EWSR1 and RNA Pol II are assembled in large protein assemblies. (A) Total protein from HEK293T/17 cell lysates was analyzed by SEC to separate proteins, complexes, or assemblies by size. The averaged ELISA signals are shown normalized to their maximum values for EWSR1 (C-9 antibody), yellow, or RNA Pol II (CTD4H8 antibody), red, as measured by ELISA. For samples from cells not crosslinked, top, RNA Pol II signals were highest in fractions eluting just before 20 mL, corresponding to particles of 25 nm in size. EWSR1 eluted after 20 mL or as a particle <25 nm in size. For crosslinked samples, bottom, the elution of EWSR1 and RNA Pol II shifted to early fractions with particles measured to be up to 150 nm in diameter. Dashed lines represent standard error about the mean (n = 3). (B) IP assays using cells without crosslinking enrich for ordinary and stable molecular complexes. Those using crosslinked cells can recover large molecular assemblies that form by weak protein interactions. (C, left) ELISA assays detected EWSR1 eluted from crosslinked IP assays of phosphorylated (S5P) RNA Pol II (Abcam, ab5131) in HEK293T/17 cells (n = 3). (Right) S5P RNA Pol II was detected for crosslinked IP of EWSR1 (B-1 antibody) (n = 3). (D, left) ELISA assays in A673 cells also detected EWSR1 eluted with S5P RNA Pol II. (Right) S5P RNA Pol II was detected in crosslinked IP assays of EWSR1 (n = 3).
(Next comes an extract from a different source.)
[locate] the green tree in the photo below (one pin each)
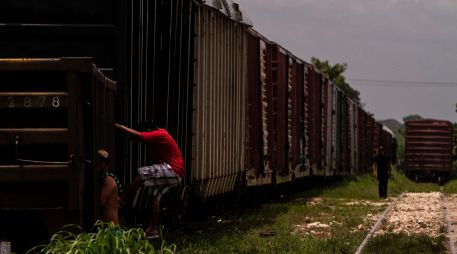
(335, 74)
All error bars represent standard error about the mean. (AU) Absorbance units, (RLU) relative luminescence units. Student's t-test was calculated assuming equal variances: (**) P < 0.01; (*) P < 0.05; n.s., not significant (P > 0.05).

FIGURE 5.

EWS-FLI1 and RNA Pol II coimmunoprecipitate in crosslinked protein granules. ELISA assays using an antibody to FLI1 measured interactions with FLI1-fusion proteins recovered by co-IP assays from crosslinked cells. The IP of EWSR1 (B-1) or RNA Pol II (CTD4H8) recovered V5-EWS-FLI1 (A) but not YS37 (B) protein expressed in HEK293T/17 cells by plasmid transfections (n = 3 each). (C) Crosslinked IP assays of EWSR1 and RNA Pol II also recovered endogenous EWS-FLI1 from A673 cells (n = 4). (D) Transmission electron microscopy detected protein particles recovered from crosslinked HEK293T/17 cells by IP of EWS-FLI1 (anti-FLI1 antibody, left) and RNA Pol II (CTD4H8, left), but not of YS37 (anti-FLI1 antibody, center). Scale bar inset represents 50 nm. Cumulative plots show diameters for particles imaged in IP samples for EWS-FLI1 (n = 24) or RNA Pol II (n = 77). All error bars represent standard error about the mean. Student's t-test was calculated assuming equal variances: (**) P < 0.01; (*) P < 0.05; n.s., not significant (P > 0.05).